Morphological characteristics of non-vertical turbulent jet flames: Experimental investigation and analytical model

Abstract

Non-vertical turbulent non-premixed jet flame occur in combustion systems and by accidental release of fuels caused fires. Understanding the combustion dynamics of these asymmetric diffusion jet flames is needed to characterize the flame morphology and entrainment, which is a foundation for further detailed analysis of the physics and implications. This paper investigates experimentally and theoretically the flame morphological characteristics of non-vertical turbulent jets at both positive- and negative inclined angles in a systematic way. A total of 168 experimental cases were considered involving various initial fuel flow rates, inclined angles and nozzle diameters. Dimensional analysis was performed taking into account the controlling parameters of the physical mechanisms, namely the momentum flux, the fuel mass flow rate, the flame buoyancy, the stoichiometric ratio and the jet initial inclined angle, which together determine a characteristic length scale and a characteristic volumetric flow rate. These two characteristic parameters provide successful non-dimensional correlations for the location of the flame tip. A new integral model was also developed physically considering the momentum and continuity equations along the trajectory to predict the flame tip, as well as the lowest point for negative inclined jets.

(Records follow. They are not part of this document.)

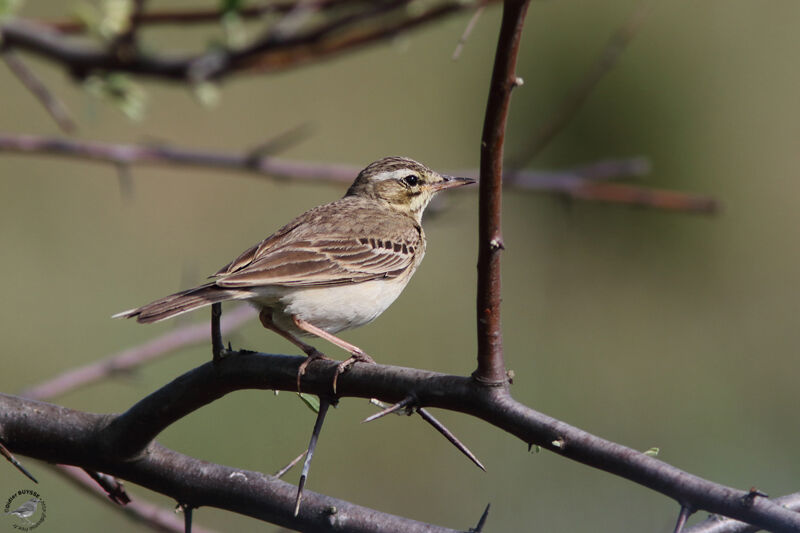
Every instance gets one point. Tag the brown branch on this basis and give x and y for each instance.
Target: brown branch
(103, 442)
(184, 17)
(491, 367)
(128, 359)
(579, 183)
(274, 51)
(609, 57)
(52, 105)
(720, 524)
(67, 436)
(155, 517)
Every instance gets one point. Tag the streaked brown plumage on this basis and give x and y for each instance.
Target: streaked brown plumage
(335, 267)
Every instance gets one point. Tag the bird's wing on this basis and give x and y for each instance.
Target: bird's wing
(320, 261)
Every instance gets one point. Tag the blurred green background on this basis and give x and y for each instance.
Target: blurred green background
(647, 328)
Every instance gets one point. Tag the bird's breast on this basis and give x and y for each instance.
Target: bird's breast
(336, 308)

By comparing the experimental correlations with numerical prediction, the effective air entrainment coefficients were derived for different jet initial inclined angles, which showed little change with inclined angle from positive to negative, but the constant relating the average values to the integrals of the (Gaussian) radial profiles decreased as the initial angle decreased from positive to negative. This change is related to the variation of the profile properties normal to the trajectory as well as to mass detrainment laterally escaping from the jet flame especially for negative inclined angles. Finally, the local Richardson number and the flame lowest point for negative inclined angles was numerically predicted and compared well with the experimental results.